Hollis had introduced the two newest team members, her voice just a bit distant, and after making professionally polite noises at the newcomers, Archer realized that everyone in the room was watching Hollis with varying degrees of tension or concern. She wasn’t looking at any of them, just sort of staring into space as he’d seen her do earlier.
And her unusual eyes were . . . luminous.
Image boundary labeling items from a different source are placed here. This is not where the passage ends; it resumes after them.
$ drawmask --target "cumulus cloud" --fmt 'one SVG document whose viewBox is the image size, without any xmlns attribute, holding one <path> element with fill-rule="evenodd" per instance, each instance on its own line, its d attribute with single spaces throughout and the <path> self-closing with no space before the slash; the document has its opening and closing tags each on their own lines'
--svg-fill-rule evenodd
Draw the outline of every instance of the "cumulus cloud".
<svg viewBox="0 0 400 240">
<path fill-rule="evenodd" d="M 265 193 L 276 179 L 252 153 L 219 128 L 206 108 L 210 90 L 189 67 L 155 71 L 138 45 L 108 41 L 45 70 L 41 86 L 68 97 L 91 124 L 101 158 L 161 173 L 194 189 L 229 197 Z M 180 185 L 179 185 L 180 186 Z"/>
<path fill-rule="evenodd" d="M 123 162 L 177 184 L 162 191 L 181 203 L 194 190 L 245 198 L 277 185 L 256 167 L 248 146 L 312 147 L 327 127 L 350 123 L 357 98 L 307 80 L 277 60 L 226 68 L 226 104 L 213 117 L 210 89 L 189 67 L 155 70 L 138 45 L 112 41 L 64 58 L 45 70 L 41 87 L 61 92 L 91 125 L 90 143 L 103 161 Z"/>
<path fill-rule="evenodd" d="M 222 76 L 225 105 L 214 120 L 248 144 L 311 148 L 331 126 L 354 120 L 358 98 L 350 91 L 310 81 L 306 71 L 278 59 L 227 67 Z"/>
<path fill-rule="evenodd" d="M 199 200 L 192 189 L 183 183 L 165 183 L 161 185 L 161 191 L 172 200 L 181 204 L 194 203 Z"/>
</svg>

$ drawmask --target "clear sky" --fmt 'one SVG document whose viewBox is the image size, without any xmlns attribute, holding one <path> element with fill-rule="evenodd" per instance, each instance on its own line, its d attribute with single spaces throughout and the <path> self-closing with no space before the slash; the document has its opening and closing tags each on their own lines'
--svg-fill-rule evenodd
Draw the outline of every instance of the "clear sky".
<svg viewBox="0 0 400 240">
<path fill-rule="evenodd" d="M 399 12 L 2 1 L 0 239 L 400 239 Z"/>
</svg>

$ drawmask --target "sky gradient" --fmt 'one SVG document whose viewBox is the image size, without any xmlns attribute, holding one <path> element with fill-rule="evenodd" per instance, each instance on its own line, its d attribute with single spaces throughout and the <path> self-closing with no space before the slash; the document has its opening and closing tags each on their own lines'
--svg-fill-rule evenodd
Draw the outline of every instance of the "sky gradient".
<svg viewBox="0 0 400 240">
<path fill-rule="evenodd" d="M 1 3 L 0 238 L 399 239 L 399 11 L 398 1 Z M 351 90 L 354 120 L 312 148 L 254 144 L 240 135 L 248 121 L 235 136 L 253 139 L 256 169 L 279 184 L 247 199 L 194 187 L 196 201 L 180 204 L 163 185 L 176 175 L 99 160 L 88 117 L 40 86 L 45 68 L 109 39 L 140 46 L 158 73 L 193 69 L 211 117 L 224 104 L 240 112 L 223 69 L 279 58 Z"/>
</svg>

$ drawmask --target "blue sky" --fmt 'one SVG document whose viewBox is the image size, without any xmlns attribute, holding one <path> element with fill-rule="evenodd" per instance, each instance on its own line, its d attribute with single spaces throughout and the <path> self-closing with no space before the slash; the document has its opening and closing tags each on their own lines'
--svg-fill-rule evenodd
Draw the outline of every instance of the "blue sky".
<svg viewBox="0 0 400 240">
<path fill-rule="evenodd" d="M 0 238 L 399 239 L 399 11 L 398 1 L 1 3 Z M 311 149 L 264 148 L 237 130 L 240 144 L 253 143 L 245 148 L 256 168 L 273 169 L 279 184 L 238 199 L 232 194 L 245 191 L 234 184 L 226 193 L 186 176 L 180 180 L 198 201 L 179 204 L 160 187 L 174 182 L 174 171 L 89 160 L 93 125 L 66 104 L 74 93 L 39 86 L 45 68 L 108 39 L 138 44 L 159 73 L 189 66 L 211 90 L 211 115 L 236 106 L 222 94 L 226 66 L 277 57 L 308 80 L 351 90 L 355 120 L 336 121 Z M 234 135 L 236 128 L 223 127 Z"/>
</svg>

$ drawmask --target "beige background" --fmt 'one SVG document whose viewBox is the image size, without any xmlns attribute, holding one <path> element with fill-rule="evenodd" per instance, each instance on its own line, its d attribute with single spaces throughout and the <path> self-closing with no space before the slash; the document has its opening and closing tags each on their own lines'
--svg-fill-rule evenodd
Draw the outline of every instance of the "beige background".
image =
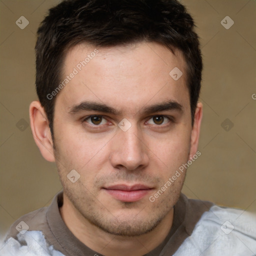
<svg viewBox="0 0 256 256">
<path fill-rule="evenodd" d="M 183 191 L 190 198 L 256 212 L 256 1 L 182 2 L 197 24 L 204 65 L 202 156 L 188 169 Z M 30 103 L 36 99 L 36 31 L 48 9 L 58 2 L 0 1 L 2 234 L 22 215 L 48 204 L 62 188 L 54 164 L 42 158 L 26 128 Z M 227 16 L 234 22 L 228 30 L 220 24 Z M 20 16 L 30 22 L 24 30 L 16 24 Z M 230 124 L 222 124 L 226 118 Z"/>
</svg>

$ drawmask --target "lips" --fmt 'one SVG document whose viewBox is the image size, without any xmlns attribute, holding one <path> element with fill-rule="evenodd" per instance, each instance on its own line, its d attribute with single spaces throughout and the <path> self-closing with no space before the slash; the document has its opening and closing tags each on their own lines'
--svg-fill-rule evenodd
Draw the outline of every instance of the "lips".
<svg viewBox="0 0 256 256">
<path fill-rule="evenodd" d="M 142 184 L 131 186 L 118 184 L 103 188 L 115 199 L 123 202 L 138 201 L 149 193 L 152 188 Z"/>
</svg>

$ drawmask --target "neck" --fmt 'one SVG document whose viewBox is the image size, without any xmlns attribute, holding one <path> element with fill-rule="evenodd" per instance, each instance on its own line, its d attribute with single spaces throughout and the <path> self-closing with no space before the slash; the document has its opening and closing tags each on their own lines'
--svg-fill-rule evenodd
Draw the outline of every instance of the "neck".
<svg viewBox="0 0 256 256">
<path fill-rule="evenodd" d="M 60 208 L 62 218 L 73 234 L 90 249 L 106 256 L 141 256 L 156 248 L 168 234 L 174 217 L 174 208 L 152 231 L 137 236 L 114 236 L 92 224 L 75 208 L 64 194 Z"/>
</svg>

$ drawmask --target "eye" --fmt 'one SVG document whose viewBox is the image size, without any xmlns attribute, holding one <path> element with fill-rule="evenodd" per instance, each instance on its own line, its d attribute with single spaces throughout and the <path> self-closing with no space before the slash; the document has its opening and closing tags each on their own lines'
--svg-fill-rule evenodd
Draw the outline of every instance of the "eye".
<svg viewBox="0 0 256 256">
<path fill-rule="evenodd" d="M 91 116 L 86 118 L 84 121 L 92 126 L 105 124 L 108 122 L 108 121 L 101 116 Z"/>
<path fill-rule="evenodd" d="M 148 124 L 166 124 L 170 121 L 170 119 L 167 116 L 154 116 L 151 118 L 147 122 Z"/>
</svg>

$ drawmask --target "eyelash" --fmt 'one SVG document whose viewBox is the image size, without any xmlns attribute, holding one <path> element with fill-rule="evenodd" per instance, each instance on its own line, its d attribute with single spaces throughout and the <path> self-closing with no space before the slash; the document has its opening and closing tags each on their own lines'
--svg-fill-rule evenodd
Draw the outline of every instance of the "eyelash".
<svg viewBox="0 0 256 256">
<path fill-rule="evenodd" d="M 101 117 L 102 118 L 105 119 L 107 121 L 107 122 L 108 122 L 108 123 L 110 122 L 110 121 L 108 121 L 108 120 L 106 118 L 104 118 L 104 116 L 101 116 L 101 115 L 92 115 L 92 116 L 86 116 L 86 118 L 83 118 L 82 122 L 83 122 L 83 123 L 87 122 L 88 123 L 88 124 L 86 124 L 87 126 L 90 126 L 90 128 L 92 128 L 94 129 L 94 130 L 100 129 L 102 128 L 102 126 L 105 126 L 106 124 L 108 125 L 108 126 L 110 125 L 109 124 L 98 124 L 98 125 L 91 124 L 88 124 L 88 122 L 86 122 L 87 120 L 89 120 L 91 118 L 94 117 L 94 116 Z M 148 120 L 147 122 L 148 122 L 150 119 L 152 118 L 153 118 L 156 117 L 156 116 L 162 116 L 162 117 L 164 118 L 167 118 L 169 122 L 168 122 L 168 124 L 166 124 L 163 125 L 162 125 L 162 124 L 156 124 L 154 125 L 154 126 L 157 126 L 158 128 L 164 128 L 164 127 L 166 126 L 166 125 L 170 124 L 170 122 L 172 122 L 172 123 L 174 122 L 174 118 L 172 116 L 166 116 L 160 115 L 160 114 L 154 115 L 154 116 L 150 116 L 150 118 Z"/>
</svg>

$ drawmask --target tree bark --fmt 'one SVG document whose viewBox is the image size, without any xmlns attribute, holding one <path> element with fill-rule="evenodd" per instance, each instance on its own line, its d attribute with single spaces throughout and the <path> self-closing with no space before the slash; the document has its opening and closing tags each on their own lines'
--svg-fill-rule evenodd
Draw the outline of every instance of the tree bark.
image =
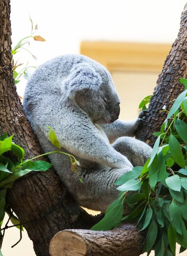
<svg viewBox="0 0 187 256">
<path fill-rule="evenodd" d="M 166 118 L 167 112 L 162 108 L 165 105 L 169 110 L 172 101 L 184 90 L 180 78 L 187 74 L 187 4 L 181 16 L 180 27 L 178 37 L 166 58 L 161 73 L 157 82 L 147 110 L 150 115 L 146 124 L 137 131 L 136 138 L 151 146 L 156 137 L 153 133 L 159 131 Z"/>
<path fill-rule="evenodd" d="M 14 134 L 14 142 L 24 148 L 25 157 L 31 158 L 42 151 L 25 116 L 14 85 L 9 0 L 0 3 L 0 134 L 8 131 L 9 135 Z M 24 226 L 38 256 L 49 255 L 51 239 L 60 230 L 89 228 L 98 220 L 74 201 L 53 168 L 20 179 L 9 191 L 7 200 L 20 221 L 25 223 Z"/>
<path fill-rule="evenodd" d="M 138 256 L 144 240 L 133 224 L 108 231 L 65 230 L 52 238 L 49 251 L 51 256 Z"/>
</svg>

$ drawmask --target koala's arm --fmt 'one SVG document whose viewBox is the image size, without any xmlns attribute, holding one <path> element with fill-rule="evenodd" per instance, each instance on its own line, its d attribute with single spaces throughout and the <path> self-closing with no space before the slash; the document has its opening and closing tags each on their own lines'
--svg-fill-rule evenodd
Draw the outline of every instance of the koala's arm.
<svg viewBox="0 0 187 256">
<path fill-rule="evenodd" d="M 62 147 L 72 154 L 113 168 L 132 169 L 127 158 L 105 141 L 89 120 L 73 118 L 62 129 L 64 124 L 57 125 L 54 130 Z"/>
<path fill-rule="evenodd" d="M 128 136 L 133 137 L 138 127 L 141 123 L 138 118 L 133 121 L 125 121 L 117 120 L 112 124 L 100 124 L 110 141 L 114 141 L 120 137 Z"/>
</svg>

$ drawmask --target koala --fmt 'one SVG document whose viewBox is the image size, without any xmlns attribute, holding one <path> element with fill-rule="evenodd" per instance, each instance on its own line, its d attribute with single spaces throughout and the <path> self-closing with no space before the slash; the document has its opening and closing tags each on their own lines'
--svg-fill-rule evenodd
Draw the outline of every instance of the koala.
<svg viewBox="0 0 187 256">
<path fill-rule="evenodd" d="M 80 205 L 105 211 L 119 191 L 114 182 L 133 166 L 143 165 L 152 149 L 132 137 L 141 119 L 118 120 L 120 100 L 109 71 L 80 55 L 58 57 L 38 67 L 26 87 L 26 115 L 45 152 L 56 150 L 48 137 L 51 127 L 62 151 L 79 161 L 80 182 L 68 156 L 49 155 L 62 182 Z"/>
</svg>

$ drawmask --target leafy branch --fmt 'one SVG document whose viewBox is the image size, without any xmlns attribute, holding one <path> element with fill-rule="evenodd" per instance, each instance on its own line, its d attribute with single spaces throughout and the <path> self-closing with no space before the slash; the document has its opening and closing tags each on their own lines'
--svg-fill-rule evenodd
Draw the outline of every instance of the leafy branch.
<svg viewBox="0 0 187 256">
<path fill-rule="evenodd" d="M 187 249 L 187 80 L 180 81 L 185 90 L 154 134 L 158 138 L 151 158 L 116 180 L 118 198 L 92 228 L 106 230 L 135 221 L 147 234 L 143 252 L 147 255 L 151 250 L 156 256 L 175 255 L 176 243 L 180 252 Z M 128 197 L 129 191 L 134 193 Z M 124 204 L 131 210 L 123 216 Z"/>
</svg>

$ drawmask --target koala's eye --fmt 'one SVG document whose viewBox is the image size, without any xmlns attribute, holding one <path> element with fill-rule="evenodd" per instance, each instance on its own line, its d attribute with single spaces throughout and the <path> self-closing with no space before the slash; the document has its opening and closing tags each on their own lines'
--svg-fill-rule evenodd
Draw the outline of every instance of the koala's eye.
<svg viewBox="0 0 187 256">
<path fill-rule="evenodd" d="M 102 99 L 103 102 L 104 104 L 104 105 L 105 106 L 107 105 L 107 100 L 105 98 L 103 98 Z"/>
</svg>

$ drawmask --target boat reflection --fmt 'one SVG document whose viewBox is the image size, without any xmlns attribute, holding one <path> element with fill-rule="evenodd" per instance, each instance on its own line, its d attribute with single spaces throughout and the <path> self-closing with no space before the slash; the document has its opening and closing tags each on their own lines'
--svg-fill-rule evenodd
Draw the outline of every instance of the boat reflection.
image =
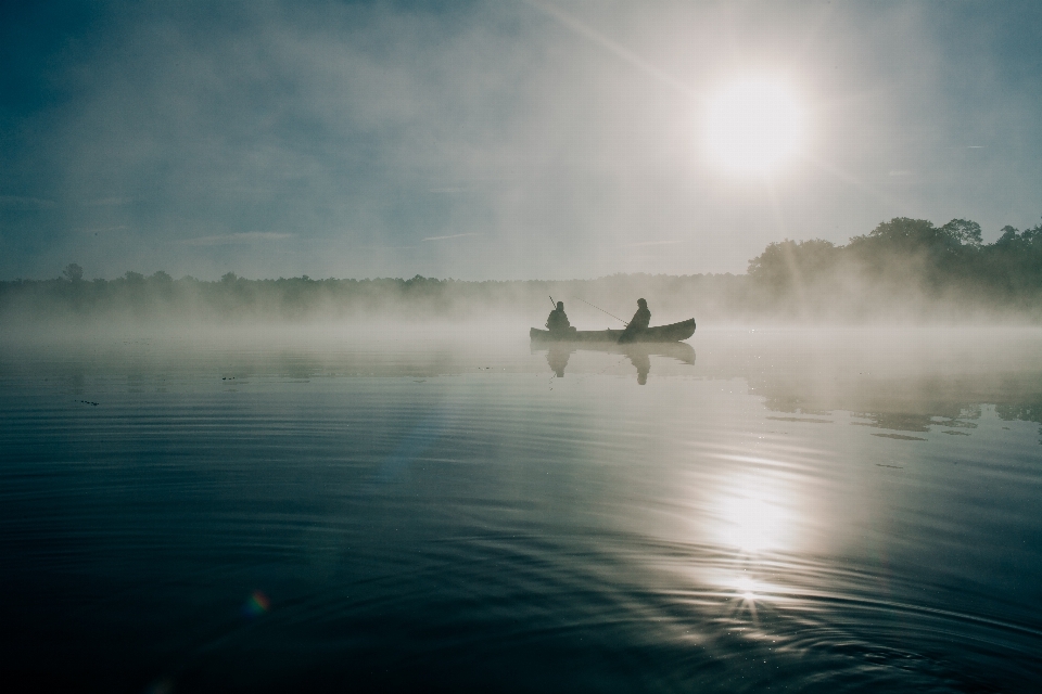
<svg viewBox="0 0 1042 694">
<path fill-rule="evenodd" d="M 610 355 L 623 355 L 637 370 L 637 383 L 645 385 L 651 371 L 651 357 L 670 357 L 685 364 L 695 363 L 695 348 L 687 343 L 645 343 L 645 344 L 597 344 L 597 343 L 550 343 L 533 344 L 532 352 L 546 352 L 546 363 L 558 378 L 564 377 L 569 358 L 576 351 L 599 351 Z"/>
</svg>

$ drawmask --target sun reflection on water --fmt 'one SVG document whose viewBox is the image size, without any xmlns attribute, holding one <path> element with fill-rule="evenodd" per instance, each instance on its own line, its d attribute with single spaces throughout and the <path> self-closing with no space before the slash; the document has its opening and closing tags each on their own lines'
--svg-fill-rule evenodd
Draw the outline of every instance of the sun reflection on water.
<svg viewBox="0 0 1042 694">
<path fill-rule="evenodd" d="M 715 514 L 717 543 L 748 554 L 791 549 L 793 504 L 778 480 L 742 475 L 725 489 Z"/>
</svg>

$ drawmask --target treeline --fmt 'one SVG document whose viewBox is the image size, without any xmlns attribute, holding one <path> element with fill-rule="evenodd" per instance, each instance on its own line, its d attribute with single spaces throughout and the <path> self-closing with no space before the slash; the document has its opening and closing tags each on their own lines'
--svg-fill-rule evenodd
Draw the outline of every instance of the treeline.
<svg viewBox="0 0 1042 694">
<path fill-rule="evenodd" d="M 218 281 L 175 280 L 160 271 L 86 280 L 68 265 L 53 280 L 0 282 L 0 321 L 171 319 L 249 322 L 321 319 L 524 318 L 542 324 L 549 297 L 567 303 L 572 323 L 601 329 L 628 319 L 637 297 L 653 322 L 699 320 L 1030 320 L 1042 319 L 1042 224 L 1002 230 L 984 244 L 973 221 L 942 227 L 897 218 L 844 246 L 828 241 L 770 244 L 748 273 L 615 274 L 597 280 L 315 280 L 307 275 Z"/>
<path fill-rule="evenodd" d="M 1042 314 L 1042 224 L 1005 227 L 982 243 L 980 226 L 936 227 L 899 217 L 854 236 L 772 243 L 749 262 L 757 301 L 774 311 L 851 318 L 894 313 L 945 317 Z"/>
<path fill-rule="evenodd" d="M 542 325 L 549 297 L 568 303 L 581 324 L 599 330 L 620 323 L 580 299 L 628 319 L 645 296 L 659 318 L 683 320 L 699 308 L 736 310 L 744 278 L 717 275 L 612 275 L 597 280 L 484 281 L 403 279 L 249 280 L 232 272 L 218 281 L 175 280 L 160 271 L 127 272 L 115 280 L 85 280 L 77 265 L 54 280 L 0 282 L 0 320 L 204 320 L 250 322 L 320 319 L 485 319 L 526 317 Z M 726 305 L 724 303 L 727 303 Z"/>
</svg>

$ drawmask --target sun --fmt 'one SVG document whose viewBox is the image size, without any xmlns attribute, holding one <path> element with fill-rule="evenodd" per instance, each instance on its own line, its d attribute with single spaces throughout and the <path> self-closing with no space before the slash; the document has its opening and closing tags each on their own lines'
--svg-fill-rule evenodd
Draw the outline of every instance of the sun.
<svg viewBox="0 0 1042 694">
<path fill-rule="evenodd" d="M 717 165 L 730 171 L 776 170 L 799 151 L 803 131 L 799 102 L 780 81 L 735 81 L 709 102 L 707 149 Z"/>
</svg>

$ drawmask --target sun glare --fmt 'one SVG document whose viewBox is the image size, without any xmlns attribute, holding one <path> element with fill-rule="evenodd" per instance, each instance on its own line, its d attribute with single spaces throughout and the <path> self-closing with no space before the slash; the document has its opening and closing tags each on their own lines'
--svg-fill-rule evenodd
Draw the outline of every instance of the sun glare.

Afraid to ask, more afraid not to, the sheriff finally said, “Somebody want to tell me what’s going on? Hollis?” He was hardly aware that it was the first time he’d used her given name unprompted.
After a moment, she blinked, then looked at him. “Hmm?”
“What is it?”
Hollis abruptly rose to her feet, startling him, and turned her gaze, frowning now, through the glass partition dividing the room from the bullpen, and past that to the lobby and the front desk.
Before Archer could ask again, there was a commotion in the lobby, a confusion of thuds and bangs combined with an unnaturally loud voice he didn’t immediately recognize. Cody Greene, the deputy manning the reception desk, was sort of scrambling to turn around, his hand on his gun in a movement that looked more instinctive than deliberate.
Matt Spencer and Kayla Nelson were the only two deputies in the bullpen, having delivered Elliot Weston to a cell in back and made sure he was being watched at all times. Both had been relaxed but rose quickly to their feet the instant the commotion began, hands also coming to rest on the grips of their service weapons.
Before anyone could react in any other way, a uniformed deputy with an armful of guns pushed open the glass door of the lobby and rushed into the bullpen—and straight back to the conference room, his wide-eyed gaze fixed on the face of the sheriff.
“Here!” He thrust the guns, several rifles and what looked like a shotgun, into the sheriff’s surprised arms, then immediately unloaded two pistols from his pants pockets onto the conference table with a clatter, and began unbuckling his belt, his service weapon still securely fastened in its holster.